一般薬で10人が副作用死の疑い〜規制緩和は大丈夫?

 一般薬(大衆薬、市販薬と言ったりもします)は医師の診察なしに町の薬局で買うことができます。しかし薬が買える時間帯には必ず薬剤師がその店にいなくてはいけないことになっています。
 ときどき特に大手のチェーン店で夜間など薬剤師がいないのに、薬を販売してしまって摘発を受け、しばらくの間営業停止になったとの報道がされます。また、ディスカウントショップ「ドンキホーテ」の医薬品を取り扱う都内10店舗で、テレビ電話を使って薬剤師がいないときにも、一般用医薬品を販売するサービスをやろうとして、待ったがかかったのも記憶に新しいところです(このあとその方式は断念したものの、同様に薬剤師不在時にテレビ電話で薬剤師が対応した後、最小限の薬を無料で提供しようとしており、それが違法かどうか争われています;今現在どうなっているのか分かりませんが・・・)。
 その一般薬の副作用で死亡したと疑われる患者が、2000年4月から2003年6月までの間に10人報告されて明らかになっています。その内訳は、3人は発毛剤「リアップ」(リアップのことは「リアップ(ミノキシジル)って?」の項に書いています)を使用していた男性で、このほか、風邪薬が3例、鼻炎薬が2例、解熱鎮痛剤が1例、漢方薬が1例でした。
薬飲みます
 賛否両論あるものの、現在、規制緩和策の一環として医薬品の一部をコンビニなど一般小売店で販売する方向で話が進んでおり、そのうちに実現されるようです。

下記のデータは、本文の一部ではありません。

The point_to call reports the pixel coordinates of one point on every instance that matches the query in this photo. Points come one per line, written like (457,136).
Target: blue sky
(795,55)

厚生労働省は専門家や消費者団体の代表で検討会をつくって、コンビニで売ることができる薬の検討を始めています。薬はどんな薬でも副作用がないものはないというのが一般的な常識です。上に書いたように10人の死亡例が報告されているということもあり、その選定は難しいんじゃないかと思われます。
 一般の方が個人的に市販薬を買う場合、どれくらいの人が薬剤師に相談するのか把握してませんが、別にいなくても構わないんじゃないの、薬の情報提供なんていらないんじゃないのなんていう感じで、薬剤師の存在意義も問われるような問題です。

(2003/09/28)

<追加>
 現在、コンビニで売ることができる薬の検討がされています。その中で かぜ薬は除外される模様です。坂口力厚生労働大臣がこの10月24日に言ったとか。
 市販のかぜ薬といえども副作用があり、めったに起こるものではないものの、スティーブンス・ジョンソン症候群や肝機能障害などの副作用があります。1998〜2002年度に厚労省が入手した市販薬の副作用報告数950件のうち、341件と3割以上がかぜ薬で、また上に書いたように死亡例が多いという事実があります。
 コンビニに薬を置いたとしたら、きっとかぜ薬が一番人気になるだろうと思います。夜になって急に熱がでてきたり、咳が出たり喉が痛くなったりして、翌日どうしても休めない用事がある場合、なんとか今晩中に治したいという気持ちになります。しかし、利便性(需要)と安全性を天秤にかけて(かけるべきではないかもしれませんが)、やはり安全性をとるべきだと思います。実際に置かれる薬は、医薬品は効き目が薄く、重い副作用が報告されていないものだけに限られることになりそうです。
● 厚労相閣議後記者会見(H15.10.24(金)9:58〜10:17 厚生労働省内会見場)
 http://www.mhlw.go.jp/kaiken/daijin/2003/10/k1024.html

(2003/10/25追加)

 この項、コンビニに薬を置くのはいかがなものか(1)(2)に続きます。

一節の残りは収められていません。